I didn't like lying. But at times like this it was necessary. My nonna could not handle the truth.
He kissed me, and I ran like hell
wasn't an option here.

She made a
hmph
sound that Nonna had perfected
over the years. “Well, that's nice of him. He's a good boy. No need to be rude when he stops by.”

I wanted to growl my frustration. Another deep breath to calm myself was required here before I faced her finally. Holding my plate in one hand and mug in the other, I turned to meet her assessing gaze.

“I accepted his apology and told him it wasn't necessary and that he needed to leave. I was a bad influence and you didn't approve.”

My mother would have yelled and lost her shit at a comment like that. But Nonna just sighed as if she couldn't do anything with me and shook her head. “Always so blunt and to the point,” she muttered.

Yes, I was.

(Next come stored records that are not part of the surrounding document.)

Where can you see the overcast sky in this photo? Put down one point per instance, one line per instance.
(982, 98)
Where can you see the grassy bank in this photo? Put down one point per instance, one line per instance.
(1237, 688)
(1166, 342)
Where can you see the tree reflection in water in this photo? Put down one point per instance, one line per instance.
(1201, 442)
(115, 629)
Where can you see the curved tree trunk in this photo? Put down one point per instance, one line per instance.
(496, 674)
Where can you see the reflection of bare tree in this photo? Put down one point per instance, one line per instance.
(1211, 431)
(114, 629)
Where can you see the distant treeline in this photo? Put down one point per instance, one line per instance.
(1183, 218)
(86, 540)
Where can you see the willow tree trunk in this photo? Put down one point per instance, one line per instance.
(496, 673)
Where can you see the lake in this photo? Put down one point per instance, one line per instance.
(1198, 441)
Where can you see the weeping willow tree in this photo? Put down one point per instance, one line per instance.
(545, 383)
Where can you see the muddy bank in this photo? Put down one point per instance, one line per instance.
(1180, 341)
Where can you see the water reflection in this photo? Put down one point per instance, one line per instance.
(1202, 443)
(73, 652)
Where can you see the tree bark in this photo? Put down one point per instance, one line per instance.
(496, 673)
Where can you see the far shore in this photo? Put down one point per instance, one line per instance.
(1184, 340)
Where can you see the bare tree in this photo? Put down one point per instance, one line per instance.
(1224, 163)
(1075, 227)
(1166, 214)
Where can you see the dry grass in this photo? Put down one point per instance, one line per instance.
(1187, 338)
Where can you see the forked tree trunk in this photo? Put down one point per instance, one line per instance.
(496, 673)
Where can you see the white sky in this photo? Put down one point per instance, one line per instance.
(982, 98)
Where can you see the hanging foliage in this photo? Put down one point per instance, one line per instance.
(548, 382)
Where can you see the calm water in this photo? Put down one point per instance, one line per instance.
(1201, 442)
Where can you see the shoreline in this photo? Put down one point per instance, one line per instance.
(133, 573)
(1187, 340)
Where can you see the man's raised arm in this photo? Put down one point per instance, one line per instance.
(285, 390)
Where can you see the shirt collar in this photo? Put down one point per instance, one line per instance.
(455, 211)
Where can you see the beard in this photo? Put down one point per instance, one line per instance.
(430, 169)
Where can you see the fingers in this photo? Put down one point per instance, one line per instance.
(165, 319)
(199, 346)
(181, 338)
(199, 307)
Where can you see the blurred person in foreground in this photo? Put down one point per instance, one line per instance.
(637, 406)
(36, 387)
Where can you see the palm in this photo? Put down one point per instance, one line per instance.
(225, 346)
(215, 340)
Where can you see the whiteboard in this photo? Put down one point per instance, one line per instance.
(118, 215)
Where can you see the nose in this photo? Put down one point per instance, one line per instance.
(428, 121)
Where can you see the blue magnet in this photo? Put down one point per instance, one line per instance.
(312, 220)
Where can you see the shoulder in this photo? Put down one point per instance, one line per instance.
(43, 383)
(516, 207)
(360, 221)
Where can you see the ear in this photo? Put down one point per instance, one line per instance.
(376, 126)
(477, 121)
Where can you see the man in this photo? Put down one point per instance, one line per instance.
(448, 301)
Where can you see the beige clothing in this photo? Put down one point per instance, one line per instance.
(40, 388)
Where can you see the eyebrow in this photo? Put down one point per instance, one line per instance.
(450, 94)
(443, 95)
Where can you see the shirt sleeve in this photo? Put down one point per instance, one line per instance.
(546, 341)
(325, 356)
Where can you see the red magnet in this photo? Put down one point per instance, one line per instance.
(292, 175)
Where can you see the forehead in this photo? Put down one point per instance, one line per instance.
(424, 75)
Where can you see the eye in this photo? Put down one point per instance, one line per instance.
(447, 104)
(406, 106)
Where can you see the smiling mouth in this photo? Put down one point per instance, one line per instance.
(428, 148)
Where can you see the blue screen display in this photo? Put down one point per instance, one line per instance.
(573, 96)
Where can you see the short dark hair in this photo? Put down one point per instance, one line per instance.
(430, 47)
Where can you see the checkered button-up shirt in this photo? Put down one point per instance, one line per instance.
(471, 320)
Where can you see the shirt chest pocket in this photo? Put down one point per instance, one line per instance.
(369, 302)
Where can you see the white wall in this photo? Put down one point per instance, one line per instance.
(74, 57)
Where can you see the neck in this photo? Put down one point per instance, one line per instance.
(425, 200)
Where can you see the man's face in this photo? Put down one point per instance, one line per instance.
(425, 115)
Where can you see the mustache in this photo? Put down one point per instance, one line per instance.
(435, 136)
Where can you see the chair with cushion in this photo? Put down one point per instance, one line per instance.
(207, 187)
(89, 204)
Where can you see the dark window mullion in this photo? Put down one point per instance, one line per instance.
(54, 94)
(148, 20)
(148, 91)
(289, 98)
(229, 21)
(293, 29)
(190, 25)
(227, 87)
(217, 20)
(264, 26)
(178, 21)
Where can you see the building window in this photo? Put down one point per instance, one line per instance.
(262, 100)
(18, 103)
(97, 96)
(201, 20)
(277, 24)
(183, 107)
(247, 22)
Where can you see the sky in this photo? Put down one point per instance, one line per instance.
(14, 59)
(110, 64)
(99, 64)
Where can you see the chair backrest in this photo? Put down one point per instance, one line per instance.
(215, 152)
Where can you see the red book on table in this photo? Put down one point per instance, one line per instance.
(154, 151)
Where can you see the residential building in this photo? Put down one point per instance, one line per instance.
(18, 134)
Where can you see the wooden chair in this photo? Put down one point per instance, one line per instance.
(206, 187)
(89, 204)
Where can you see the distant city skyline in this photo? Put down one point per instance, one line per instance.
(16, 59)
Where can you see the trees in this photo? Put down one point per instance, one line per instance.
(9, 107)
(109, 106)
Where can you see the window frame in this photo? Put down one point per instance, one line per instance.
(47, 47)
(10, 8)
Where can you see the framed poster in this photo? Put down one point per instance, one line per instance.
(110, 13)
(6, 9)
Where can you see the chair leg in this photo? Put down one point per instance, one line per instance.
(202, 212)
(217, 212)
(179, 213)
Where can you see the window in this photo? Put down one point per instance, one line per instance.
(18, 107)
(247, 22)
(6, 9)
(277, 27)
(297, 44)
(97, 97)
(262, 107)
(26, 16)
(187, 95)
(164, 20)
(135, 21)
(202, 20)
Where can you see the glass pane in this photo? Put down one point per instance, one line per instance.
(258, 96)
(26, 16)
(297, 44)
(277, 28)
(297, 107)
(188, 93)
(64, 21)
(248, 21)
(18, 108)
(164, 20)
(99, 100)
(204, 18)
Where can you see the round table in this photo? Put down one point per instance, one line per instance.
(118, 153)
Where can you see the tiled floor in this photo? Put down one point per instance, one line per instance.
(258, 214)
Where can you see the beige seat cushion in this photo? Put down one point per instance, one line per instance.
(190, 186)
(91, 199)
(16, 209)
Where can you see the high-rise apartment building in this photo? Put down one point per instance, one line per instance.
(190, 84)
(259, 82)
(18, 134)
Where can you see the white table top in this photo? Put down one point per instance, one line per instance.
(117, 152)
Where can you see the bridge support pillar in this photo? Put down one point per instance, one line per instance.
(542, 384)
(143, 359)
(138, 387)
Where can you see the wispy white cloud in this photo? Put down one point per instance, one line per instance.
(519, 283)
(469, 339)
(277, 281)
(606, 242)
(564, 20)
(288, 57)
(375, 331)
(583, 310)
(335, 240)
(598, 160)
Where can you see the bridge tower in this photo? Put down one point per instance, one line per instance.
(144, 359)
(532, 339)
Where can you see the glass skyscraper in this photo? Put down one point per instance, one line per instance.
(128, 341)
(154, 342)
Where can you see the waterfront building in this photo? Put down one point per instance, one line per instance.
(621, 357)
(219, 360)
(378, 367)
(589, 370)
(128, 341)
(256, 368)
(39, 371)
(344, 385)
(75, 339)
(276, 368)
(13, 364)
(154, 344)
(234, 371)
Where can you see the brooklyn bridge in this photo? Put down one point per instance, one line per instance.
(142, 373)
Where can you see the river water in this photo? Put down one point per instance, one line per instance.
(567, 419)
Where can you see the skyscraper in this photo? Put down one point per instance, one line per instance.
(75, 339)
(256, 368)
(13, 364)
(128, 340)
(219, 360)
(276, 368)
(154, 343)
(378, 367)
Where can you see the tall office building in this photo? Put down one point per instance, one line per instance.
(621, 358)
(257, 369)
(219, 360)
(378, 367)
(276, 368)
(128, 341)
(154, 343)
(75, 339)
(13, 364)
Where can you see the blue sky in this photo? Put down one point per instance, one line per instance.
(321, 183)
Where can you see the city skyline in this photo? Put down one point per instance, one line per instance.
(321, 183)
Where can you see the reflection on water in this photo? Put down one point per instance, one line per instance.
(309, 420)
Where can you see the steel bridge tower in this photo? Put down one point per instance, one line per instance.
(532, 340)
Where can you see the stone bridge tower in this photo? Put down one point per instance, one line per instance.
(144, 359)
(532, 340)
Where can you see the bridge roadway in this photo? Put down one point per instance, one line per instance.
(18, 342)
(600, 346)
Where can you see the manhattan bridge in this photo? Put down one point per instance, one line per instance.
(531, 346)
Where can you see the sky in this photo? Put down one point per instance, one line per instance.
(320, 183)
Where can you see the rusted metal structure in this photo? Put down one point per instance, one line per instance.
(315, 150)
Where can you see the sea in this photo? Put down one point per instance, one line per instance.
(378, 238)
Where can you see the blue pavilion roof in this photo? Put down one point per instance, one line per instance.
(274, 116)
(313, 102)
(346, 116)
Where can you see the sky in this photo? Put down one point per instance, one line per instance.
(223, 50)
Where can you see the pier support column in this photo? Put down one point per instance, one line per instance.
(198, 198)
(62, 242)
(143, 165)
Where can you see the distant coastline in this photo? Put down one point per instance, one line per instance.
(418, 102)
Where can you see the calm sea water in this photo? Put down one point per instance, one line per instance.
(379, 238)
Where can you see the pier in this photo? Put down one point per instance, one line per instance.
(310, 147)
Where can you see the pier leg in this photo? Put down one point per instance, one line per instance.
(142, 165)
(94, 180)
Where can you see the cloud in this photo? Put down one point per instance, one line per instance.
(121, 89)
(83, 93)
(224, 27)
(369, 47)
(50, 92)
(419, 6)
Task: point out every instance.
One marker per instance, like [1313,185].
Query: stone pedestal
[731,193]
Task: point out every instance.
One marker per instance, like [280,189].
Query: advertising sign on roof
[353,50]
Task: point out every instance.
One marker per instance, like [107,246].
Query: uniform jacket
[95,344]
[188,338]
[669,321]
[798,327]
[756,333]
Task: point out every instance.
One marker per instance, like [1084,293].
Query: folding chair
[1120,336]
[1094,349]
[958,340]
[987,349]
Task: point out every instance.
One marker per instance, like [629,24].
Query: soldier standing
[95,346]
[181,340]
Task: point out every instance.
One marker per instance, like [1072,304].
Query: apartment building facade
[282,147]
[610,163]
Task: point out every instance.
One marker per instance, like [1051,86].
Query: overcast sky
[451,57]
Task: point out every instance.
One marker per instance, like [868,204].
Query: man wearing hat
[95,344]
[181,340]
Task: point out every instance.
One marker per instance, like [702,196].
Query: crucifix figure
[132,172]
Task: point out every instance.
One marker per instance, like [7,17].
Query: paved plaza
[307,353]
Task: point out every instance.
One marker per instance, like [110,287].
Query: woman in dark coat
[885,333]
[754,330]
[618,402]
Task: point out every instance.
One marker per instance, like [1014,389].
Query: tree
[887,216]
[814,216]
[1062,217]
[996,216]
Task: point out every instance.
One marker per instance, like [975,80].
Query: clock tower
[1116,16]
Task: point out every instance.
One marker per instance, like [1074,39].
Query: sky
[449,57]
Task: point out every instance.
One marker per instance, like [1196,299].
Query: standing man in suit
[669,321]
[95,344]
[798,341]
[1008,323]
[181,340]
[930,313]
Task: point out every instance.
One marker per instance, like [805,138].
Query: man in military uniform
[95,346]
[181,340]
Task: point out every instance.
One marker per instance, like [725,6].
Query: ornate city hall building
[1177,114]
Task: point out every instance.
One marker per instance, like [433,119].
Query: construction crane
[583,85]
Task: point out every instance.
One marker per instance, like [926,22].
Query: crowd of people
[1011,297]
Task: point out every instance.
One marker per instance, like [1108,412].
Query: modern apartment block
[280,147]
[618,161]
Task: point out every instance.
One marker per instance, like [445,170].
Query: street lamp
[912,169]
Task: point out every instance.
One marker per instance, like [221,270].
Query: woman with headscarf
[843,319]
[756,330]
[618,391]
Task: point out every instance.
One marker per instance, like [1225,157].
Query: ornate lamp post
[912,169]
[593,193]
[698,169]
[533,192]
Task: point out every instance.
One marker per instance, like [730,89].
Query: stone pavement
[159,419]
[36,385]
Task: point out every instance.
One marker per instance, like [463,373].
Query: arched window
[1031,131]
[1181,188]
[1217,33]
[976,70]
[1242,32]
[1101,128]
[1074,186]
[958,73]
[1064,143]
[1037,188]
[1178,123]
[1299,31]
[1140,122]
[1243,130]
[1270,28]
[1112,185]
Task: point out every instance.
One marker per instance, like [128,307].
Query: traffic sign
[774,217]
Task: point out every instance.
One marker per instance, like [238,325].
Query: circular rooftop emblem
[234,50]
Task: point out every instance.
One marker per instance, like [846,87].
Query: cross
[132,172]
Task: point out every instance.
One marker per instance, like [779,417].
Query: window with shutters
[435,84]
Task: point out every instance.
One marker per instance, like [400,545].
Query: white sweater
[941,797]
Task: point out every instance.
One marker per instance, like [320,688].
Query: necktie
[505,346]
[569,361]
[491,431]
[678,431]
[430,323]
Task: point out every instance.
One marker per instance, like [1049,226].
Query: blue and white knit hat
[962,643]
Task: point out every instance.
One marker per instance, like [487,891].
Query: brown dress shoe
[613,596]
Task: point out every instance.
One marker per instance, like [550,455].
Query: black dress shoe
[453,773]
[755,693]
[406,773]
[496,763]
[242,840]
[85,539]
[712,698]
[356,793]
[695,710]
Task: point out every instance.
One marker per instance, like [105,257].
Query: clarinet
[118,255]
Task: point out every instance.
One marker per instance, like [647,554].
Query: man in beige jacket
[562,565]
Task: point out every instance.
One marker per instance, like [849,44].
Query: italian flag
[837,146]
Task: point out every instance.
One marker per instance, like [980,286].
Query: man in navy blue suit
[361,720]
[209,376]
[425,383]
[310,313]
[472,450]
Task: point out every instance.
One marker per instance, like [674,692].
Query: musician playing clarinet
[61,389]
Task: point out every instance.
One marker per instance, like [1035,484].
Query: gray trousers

And for the most part I was honest. Except when I had to lie about kissing Brady Higgens.

She waggled her finger at me. “I don't think you're a bad influence. You've just got healing to do over something that boy ain't ever seen the likes of. He ain't the kind that'll ever understand.”

Although she was pointing her finger at me like I was a scolded child, her words helped. To know she didn't think I was too terrible to be around Brady the golden boy. It was for reasons that concerned me. Not him. She was worried about me.

My chest eased, and my frustration faded away.

“I know. He's a nice guy, but my demons are too dark for him.”

Nonna looked sad. I wished I hadn't said that now. What I was thinking didn't always come out right.

She walked over to me and took my plate and mug from my hands, then placed them on the small linoleum table with the yellow chair straight out of the sixties that was the centerpiece of the dine-in kitchen. Then she turned back to me and pulled me into a tight hug.

“I love you, my Willa. You made mistakes and suffered greatly for them. I'll be here to help you heal. You're never alone.”

Words a child expects from their mother. Words my mother would never utter to me as long as she lived. Words that reassured me that I was loved. My nonna was my safe place. She always had been.

“Thank you,” I whispered into her shoulder, biting back the tears. I didn't need to cry anymore. I'd done enough of that.

“Why don't you share that snack with me. Then I'll fix us up a bowl of chicken and dumplings just the way you like them.”

When I was a kid and things got tough or I was upset over something, Nonna always made me chicken and
dumplings with more dumplings than chicken for a comfort meal. Thinking about having that meal now made me feel as if it would all be okay. Because back then it always was. But back then I hadn't suffered tragedy.

I didn't think chicken and dumplings could heal that.

“That sounds good,” I told her instead of the truth.

She patted my back with reassurance. “Your momma don't know how to love the right way. Not sure why, because Lord knows I loved her and so did her daddy. But something in her never clicked right. She always put herself before all others. And I'm sorry about that, Willa girl. I'm really sorry about that.”